A new energy storage platform
Although the batteries don’t quite reach the energy density of lithium-ion batteries, Varanasi says Alsym is the first among alternative chemistries at the system level. He says 20-foot containers with Alsym batteries can provide 1.7 megawatt hours of electricity. The batteries can also be quickly charged in four hours and can be configured to discharge for anywhere from two to 110 hours.
“We’re very configurable, and that’s important because depending on where you are, with solar you can sometimes get two cycles a day, and when combined with wind you can really get electricity 24/7,” Chatter says. “The need for multi-day or long-term storage is a small part of the market, but we support that too.”
Alsym has been producing prototypes at a small factory in Woburn, Massachusetts, for the past two years, and early this year it expanded its capacity and began sending samples to customers for field testing.
In addition to major utilities, the company works with municipalities, generator manufacturers and suppliers of behind-the-meter power for residential and commercial buildings. The company is also in talks with major chemical manufacturers and metal processing plants to provide an energy storage system to reduce their carbon footprint, something they said was not feasible with lithium-ion batteries due to their flammability, or with non-lithium batteries due to their flammability. their large space requirements.
Another crucial area is data centers. With the growth of AI, the demand for data centers – and their energy consumption – will increase.

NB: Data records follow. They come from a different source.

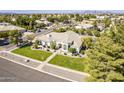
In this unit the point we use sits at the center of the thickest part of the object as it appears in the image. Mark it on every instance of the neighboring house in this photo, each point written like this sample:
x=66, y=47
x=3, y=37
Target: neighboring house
x=62, y=40
x=8, y=27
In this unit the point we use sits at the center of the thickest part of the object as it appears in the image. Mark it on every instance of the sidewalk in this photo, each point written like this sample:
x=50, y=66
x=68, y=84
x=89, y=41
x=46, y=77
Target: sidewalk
x=64, y=73
x=67, y=73
x=46, y=61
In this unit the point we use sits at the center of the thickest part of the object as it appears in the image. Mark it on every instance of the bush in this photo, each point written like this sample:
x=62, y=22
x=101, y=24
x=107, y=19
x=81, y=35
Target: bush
x=82, y=52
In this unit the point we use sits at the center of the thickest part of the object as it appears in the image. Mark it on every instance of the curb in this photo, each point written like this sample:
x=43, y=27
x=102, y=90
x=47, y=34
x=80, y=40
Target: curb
x=39, y=70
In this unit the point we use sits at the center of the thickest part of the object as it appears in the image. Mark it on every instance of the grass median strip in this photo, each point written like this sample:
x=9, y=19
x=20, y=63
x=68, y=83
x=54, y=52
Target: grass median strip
x=69, y=62
x=34, y=54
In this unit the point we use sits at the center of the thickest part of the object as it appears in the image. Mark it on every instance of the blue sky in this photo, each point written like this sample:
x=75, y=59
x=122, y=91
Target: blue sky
x=62, y=4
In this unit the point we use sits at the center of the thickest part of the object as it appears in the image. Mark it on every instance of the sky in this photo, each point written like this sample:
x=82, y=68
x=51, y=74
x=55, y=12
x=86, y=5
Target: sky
x=61, y=4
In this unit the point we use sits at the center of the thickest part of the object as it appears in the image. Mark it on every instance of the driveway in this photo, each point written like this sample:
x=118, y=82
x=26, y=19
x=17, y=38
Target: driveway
x=12, y=72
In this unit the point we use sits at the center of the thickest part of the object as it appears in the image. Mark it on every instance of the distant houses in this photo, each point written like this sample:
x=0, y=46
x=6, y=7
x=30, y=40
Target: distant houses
x=63, y=41
x=8, y=27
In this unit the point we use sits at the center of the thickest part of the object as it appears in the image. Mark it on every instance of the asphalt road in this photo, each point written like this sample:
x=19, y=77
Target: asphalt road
x=12, y=72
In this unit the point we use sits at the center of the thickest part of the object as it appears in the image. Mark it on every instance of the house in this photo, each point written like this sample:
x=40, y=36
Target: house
x=8, y=27
x=63, y=41
x=44, y=21
x=84, y=26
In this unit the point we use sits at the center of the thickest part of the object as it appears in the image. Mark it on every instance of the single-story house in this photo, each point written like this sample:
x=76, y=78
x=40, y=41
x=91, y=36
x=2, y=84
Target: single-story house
x=44, y=21
x=63, y=41
x=8, y=27
x=84, y=26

“We must drive the AI and digitalization revolution without endangering our planet,” says Varanasi, adding that lithium batteries are not suitable for co-location with data centers due to flammability risks. “Alsym batteries are well positioned to provide a safer, more sustainable alternative. Intermittency is also a key issue for electrolyzers used in green hydrogen production and other markets.”
Varanasi views Alsym as a platform company, and Chatter says Alsym is already working on other battery chemistries that have higher density and maintain performance at even more extreme temperatures.
“If you use one material in a battery, and the whole world starts using it, then you run out of material,” Varanasi says. “What we have is a platform that has allowed us to come up with not just one chemistry, but at least three or four chemistries aimed at different applications so that no specific set of materials comes under pressure in terms of offer.”